Melekler sorarlar: "Sizin Allah için olan muhabbetiniz neydi?" Onlar "Biz birbirimizi sırf Allah için severdik" derler. "Girin cennete! Cennet, çalışanların karşılığını alacağı sevap yeridir!" derler. Elbette çağrılacaklar sadece bunlar değildir. Rabbim bizleri cennete çağrılanlardan eylesin. Cehenneme doğru davet edilenlerden değil.
Cennete en sonda giren kişi Cennet ehli cennete davet edilir. Cehennem ehli de cehenneme sokulur. Zor, çetin, dehşetli ve uzun bir gündür.
Belki milyonlarca yıla denk bir gündür. Bu arada cehennemde kalıp da, sonradan tahliye edilip cennete girenler vardır. Çünkü mümin kişi cehennemde ebedi kalmayacaktır. Efendimiz buradan bir manzarayı bize aktarıyor ve şöyle buyuruyor: "Cennete en son girecek olan kişi, bir yürüyüp, bir düşen kişidir. Onu ateşe atarlar. Ateşten kurtulunca şöyle der:
- Beni senden -cehennemden- kurtaran Allah'ı tespih ederim (O noksan sıfatlardan uzaktır.) Daha önce ve sonra gelenlerin hiçbirine vermediğini bana verdi. Yani beni cehennemden kurtardı.

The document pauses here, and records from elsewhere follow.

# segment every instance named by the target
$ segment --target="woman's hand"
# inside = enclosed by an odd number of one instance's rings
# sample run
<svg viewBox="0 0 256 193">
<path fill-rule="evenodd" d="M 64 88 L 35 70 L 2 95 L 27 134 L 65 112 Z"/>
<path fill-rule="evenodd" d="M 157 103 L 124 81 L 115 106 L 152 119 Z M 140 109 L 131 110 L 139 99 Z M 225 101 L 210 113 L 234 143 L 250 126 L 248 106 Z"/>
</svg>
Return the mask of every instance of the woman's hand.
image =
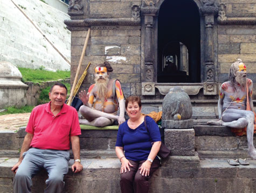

O kişi için gölgesi çok büyük olan bir ağaç yükselir. Adam burayı görünce der ki: "Ya Rabbi! Onu bana yaklaştır!
Ondan başka bir şey istemem!" Onu ağaca yaklaştırır ve suyundan içirir. Sonra onun için önceki ağaçtan daha büyük bir ağaç yükseltilir. O yine der ki: "Rabbim! Beni o ağaca yaklaştır!"
Senden bundan başkasını istemeyeceğime söz veririm. Allah onu yaklaştırır. Adam gölgeye gider. Sonra Yüce Allah önceki ağaçlardan daha büyük bir ağaç gösterir. Adam bu sefer yine dua eder: "Ya Rabbi! Beni ona yaklaştır!"
Adam o ağaca yaklaştırıldığı zaman cennet ehlinin seslerini duyar ve şöyle dua eder: "Ey Rabbim! Beni cennete yaklaştırırsan artık senden başka bir şey istemem!"
Bunun üzerine Yüce Allah der ki: "Ey Adem oğlu! Sen ne sözünde durmaz kimsesin! Kaç kere söz verdin, sözünde durmadın, hep caydın, hep yalan söyledin! Sana dünya ve onun gibisini versem razı olur musun?"